How? © Delphini Diggory
Harry Potter © J. K. Rowling
Harry Potter and the Cursed Child © J. K Rowlong, John Tiffany, Jack Thorne.
WARNING: Based on Harry Potter and the Cursed Child Act Four, Scene Ten & scene eleven, contains spoiler. Jika Anda belum baca HPCC lebih baik jangan dibaca. Also a lot of typos, probably. Scorpius's point of view.
Don't like? Don't read!
.
.
.
Oke, ini lucu. Sangat lucu dan gila. Ayahku, Draco Malfoy, muncul bersama Harry Potter dan kedua sahabatnya serta istrinya (yang jujur saja tidak terlalu mengejutkan, namun sedikit lucu) untuk menyelamtkan aku dan Albus dari masa lalu.
Hermione Granger-Weasley berdiri tepat di samping ayahku. Biar kuulang, Hermione Granger-Weasley dan ayahku, Draco Malfoy, berdiri berdampingan dan aku mendengar Hermione memanggil ayahku dengan nama pemberiannya. Ya, dia memanggil ayahku 'Draco'.
Aku tak dapat menangkap apa yang mereka obrolkan, orang-orang dewasa itu. Saat ini fokusku hanya ada pada ayahku, dan cinta pertamanya, Hermione Granger. Oke, Hermione Granger-Weasley.
Yap, aku tahu tentang ayahku yang jatuh cinta dengan seorang Muggle, penyihir berdarah Muggle dan penyihir terpintar di generasinya, serta saingan ayahku di bidang pelajaran ketika mereka masih bersekolah.
Sekarang semua orang sedang mendiskusikan tentang Delphi Diggory, anak Voldemort (astaga, ya, Voldemort memiliki anak perempuan!).
"Apakah ia tahu kapan Voldemort datang? Bukankah dia sudah di sini selama duapuluh-empat jam lebih awal karena ia tidak yakin kapan Voldemort akan datang dan dari arah mana?
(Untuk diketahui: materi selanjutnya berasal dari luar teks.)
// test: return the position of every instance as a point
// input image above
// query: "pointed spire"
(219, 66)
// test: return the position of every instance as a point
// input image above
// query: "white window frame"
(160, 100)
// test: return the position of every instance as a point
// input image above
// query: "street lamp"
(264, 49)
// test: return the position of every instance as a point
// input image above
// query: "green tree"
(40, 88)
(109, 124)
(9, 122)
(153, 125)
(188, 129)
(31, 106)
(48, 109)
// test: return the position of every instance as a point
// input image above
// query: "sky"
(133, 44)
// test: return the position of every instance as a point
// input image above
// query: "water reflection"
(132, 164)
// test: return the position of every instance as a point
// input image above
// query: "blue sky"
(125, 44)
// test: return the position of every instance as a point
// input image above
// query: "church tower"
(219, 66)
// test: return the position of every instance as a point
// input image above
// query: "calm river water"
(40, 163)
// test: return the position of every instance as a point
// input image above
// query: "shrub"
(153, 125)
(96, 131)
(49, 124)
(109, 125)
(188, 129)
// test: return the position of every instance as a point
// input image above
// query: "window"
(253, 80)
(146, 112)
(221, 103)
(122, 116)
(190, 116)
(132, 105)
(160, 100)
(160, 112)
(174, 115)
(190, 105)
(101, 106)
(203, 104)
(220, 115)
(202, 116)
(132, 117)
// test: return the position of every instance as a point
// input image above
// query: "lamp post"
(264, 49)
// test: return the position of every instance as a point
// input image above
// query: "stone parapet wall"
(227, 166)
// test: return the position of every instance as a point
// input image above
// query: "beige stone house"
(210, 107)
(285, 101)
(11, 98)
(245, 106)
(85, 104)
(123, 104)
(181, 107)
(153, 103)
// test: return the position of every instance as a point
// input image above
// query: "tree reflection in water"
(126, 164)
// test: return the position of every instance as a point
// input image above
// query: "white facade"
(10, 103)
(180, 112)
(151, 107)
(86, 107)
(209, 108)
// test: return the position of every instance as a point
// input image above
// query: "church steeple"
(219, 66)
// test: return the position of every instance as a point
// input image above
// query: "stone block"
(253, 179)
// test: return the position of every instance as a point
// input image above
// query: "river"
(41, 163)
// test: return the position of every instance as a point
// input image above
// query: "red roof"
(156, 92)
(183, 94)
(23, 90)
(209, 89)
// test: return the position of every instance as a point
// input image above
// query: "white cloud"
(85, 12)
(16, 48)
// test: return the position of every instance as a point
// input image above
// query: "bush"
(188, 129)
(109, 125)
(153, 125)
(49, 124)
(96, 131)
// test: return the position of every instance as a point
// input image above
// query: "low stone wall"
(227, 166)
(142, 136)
Seingatku, di buku sejarah—koreksi aku jika salah, Scorpius—tidak dijelaskan tentang kapan dan bagaimana ia sampai di Godric's Hollow?" ujar Albus kepada semua orang, tepatnya kepadaku, sebenarnya.
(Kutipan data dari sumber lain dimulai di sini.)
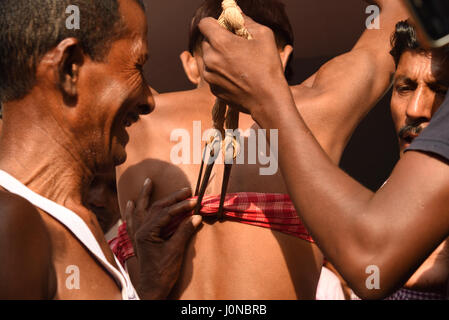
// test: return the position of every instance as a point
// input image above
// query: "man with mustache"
(387, 234)
(420, 84)
(67, 97)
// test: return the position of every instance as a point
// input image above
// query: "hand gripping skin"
(231, 19)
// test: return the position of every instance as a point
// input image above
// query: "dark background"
(323, 29)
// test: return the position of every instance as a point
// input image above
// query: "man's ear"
(190, 67)
(285, 55)
(67, 59)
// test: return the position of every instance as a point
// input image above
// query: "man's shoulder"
(15, 210)
(21, 222)
(26, 270)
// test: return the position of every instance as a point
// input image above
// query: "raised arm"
(393, 230)
(344, 89)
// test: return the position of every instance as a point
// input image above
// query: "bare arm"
(394, 229)
(26, 270)
(344, 89)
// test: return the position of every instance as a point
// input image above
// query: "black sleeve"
(435, 138)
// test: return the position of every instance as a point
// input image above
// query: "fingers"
(185, 232)
(144, 196)
(182, 207)
(129, 210)
(174, 198)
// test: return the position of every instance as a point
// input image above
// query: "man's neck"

Aku menjawab berbarengan dengan Hermione Granger-Weasley, "Kau tidak salah."
Ron Weasley melotot ke arah kami berdua dan berkata setengah berteriak, "Astaga! Mereka ada dua!"
Kami tidak menghiraukan Ron Weasley, kemudian ayahku bersuara, "Jadi, bagaimana kita menggunakan kesempatan ini?"
Dan kemudian Albus memberikan idenya tentang menggunakan polyjuice, mencuri bahan-bahannya dari rumah Bathilda Bagshot dan membuat salah satu dari kami menjadi Voldemort. Yang ditentang Ron Weasley karena kita tidak memiliki hal apa pun yang berhubungan dengan Voldemort.
Hingga Harry Potter bertanya, "Seberapa mirip jika kita menggunakan transfigurasi?"
Hermione Granger-Weasley terlihat tertarik dan atusias secara bersamaan. "Kita tahu bagaimana wajah Voldemort. Dan kita punya beberapa penyihir hebat di sini," ujarnya sedikit bangga karena yang ia maksudkan adalah dirinya, dan ayahku (kalau ia sadar, sebenarnya)
Ginny Potter terlihat kurang yakin dengan ide gila ini, ia pun membuka suara, "Kau akan bertransfigur menjadi Voldemort?" tanyanya dengan suara tidak percaya.
"Ini satu-satunya jalan," kata Albus yang disetujui oleh Hermione.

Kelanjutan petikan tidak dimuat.